Circuit Breaker Pattern & Resilience Patterns for Distributed Systems
Circuit Breaker Pattern#
In distributed systems, failures cascade. One slow service causes thread pool exhaustion in the caller, which starves other callers, which collapses the entire system. The circuit breaker pattern stops cascading failures before they start.
Why You Need Circuit Breakers#
Without protection:
Payment Service → Inventory Service (down)
→ Thread hangs for 30s timeout
→ 100 concurrent requests × 30s = thread pool exhausted
→ Payment Service stops responding
→ Checkout Service stops responding
→ Entire platform down
With a circuit breaker:
Payment Service → Circuit Breaker → Inventory Service (down)
→ 5 failures detected → circuit OPENS
→ Subsequent calls fail immediately (< 1ms)

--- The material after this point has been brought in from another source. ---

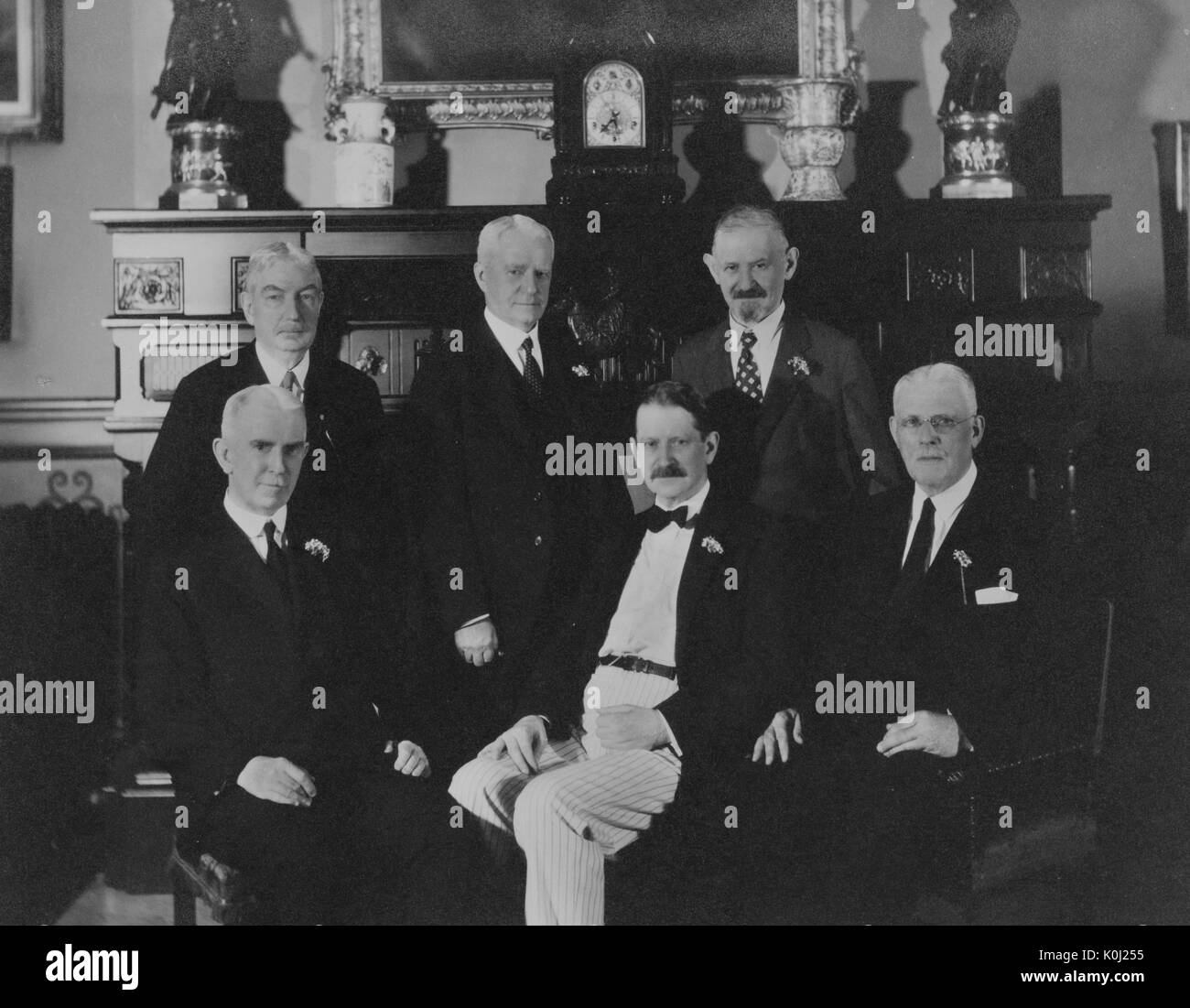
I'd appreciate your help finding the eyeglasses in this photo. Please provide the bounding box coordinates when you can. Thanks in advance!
[896,413,979,434]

→ Payment Service stays healthy
→ Returns fallback: "Inventory check pending"
The Three States#
A circuit breaker is a state machine with three states:
┌──────────┐ failures > threshold ┌──────────┐
│ CLOSED │ ───────────────────────→ │ OPEN │
│ (normal) │ │ (failing)│
└──────────┘ └──────────┘
↑ │
│ success wait timeout
│ ┌───────────┐ │
└──── │ HALF-OPEN │ ←──────────────────┘
│ (testing) │
└───────────┘
│
│ failure
└──→ back to OPEN
- Closed: Requests flow normally. Failures are counted. When failures exceed a threshold within a time window, the circuit opens.
- Open: All requests fail immediately without calling the downstream service. After a configured wait duration, the circuit moves to half-open.

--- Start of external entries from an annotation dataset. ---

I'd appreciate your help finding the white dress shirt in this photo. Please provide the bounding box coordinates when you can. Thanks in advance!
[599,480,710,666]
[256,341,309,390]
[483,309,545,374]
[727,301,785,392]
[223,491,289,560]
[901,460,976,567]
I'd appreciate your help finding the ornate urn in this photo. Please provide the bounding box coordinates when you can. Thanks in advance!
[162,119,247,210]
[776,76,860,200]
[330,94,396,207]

- Half-Open: A limited number of trial requests are allowed through. If they succeed, the circuit closes. If they fail, it reopens.

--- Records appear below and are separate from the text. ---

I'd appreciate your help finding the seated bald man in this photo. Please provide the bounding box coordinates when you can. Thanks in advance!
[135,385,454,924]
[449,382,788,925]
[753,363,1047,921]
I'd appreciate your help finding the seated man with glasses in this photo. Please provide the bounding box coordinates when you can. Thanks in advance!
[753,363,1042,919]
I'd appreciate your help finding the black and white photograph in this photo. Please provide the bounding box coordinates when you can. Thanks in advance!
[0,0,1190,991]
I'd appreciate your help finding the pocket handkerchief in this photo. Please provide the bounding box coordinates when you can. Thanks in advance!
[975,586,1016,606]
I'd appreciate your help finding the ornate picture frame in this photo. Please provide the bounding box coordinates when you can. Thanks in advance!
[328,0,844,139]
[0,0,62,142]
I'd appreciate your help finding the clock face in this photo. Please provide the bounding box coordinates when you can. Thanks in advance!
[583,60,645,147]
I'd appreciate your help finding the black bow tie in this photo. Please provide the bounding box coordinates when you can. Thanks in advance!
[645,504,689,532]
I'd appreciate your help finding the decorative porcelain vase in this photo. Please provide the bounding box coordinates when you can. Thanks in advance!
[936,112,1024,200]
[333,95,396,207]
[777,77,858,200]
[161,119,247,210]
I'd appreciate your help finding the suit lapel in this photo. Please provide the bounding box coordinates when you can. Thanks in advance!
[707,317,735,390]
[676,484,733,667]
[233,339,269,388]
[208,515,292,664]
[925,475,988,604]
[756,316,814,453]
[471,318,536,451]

Implementation From Scratch#
Here is a basic circuit breaker in TypeScript:
type State = "CLOSED" | "OPEN" | "HALF_OPEN";
class CircuitBreaker {
private state: State = "CLOSED";
private failureCount = 0;
private lastFailureTime = 0;
constructor(
private failureThreshold: number = 5,
private resetTimeoutMs: number = 30_000,
private halfOpenMaxCalls: number = 3
) {}
async call<T>(fn: () => Promise<T>, fallback?: () => T): Promise<T> {
if (this.state === "OPEN") {
if (Date.now() - this.lastFailureTime > this.resetTimeoutMs) {
this.state = "HALF_OPEN";
} else {
if (fallback) return fallback();
throw new Error("Circuit is OPEN");
}
}
try {
const result = await fn();
this.onSuccess();
return result;
} catch (error) {
this.onFailure();
if (fallback) return fallback();
throw error;
}
}
private onSuccess() {
this.failureCount = 0;
this.state = "CLOSED";
}
private onFailure() {
this.failureCount++;
this.lastFailureTime = Date.now();
if (this.failureCount >= this.failureThreshold) {
this.state = "OPEN";
}
}
}
Usage:
const breaker = new CircuitBreaker(5, 30_000);
const result = await breaker.call(
() => fetch("https://inventory-service/api/stock/item-42"),
() => ({ status: "unknown", message: "Inventory check pending" })
);
Bulkhead Pattern#
Circuit breakers protect against cascading failures. Bulkheads isolate failures so one bad dependency does not consume all resources.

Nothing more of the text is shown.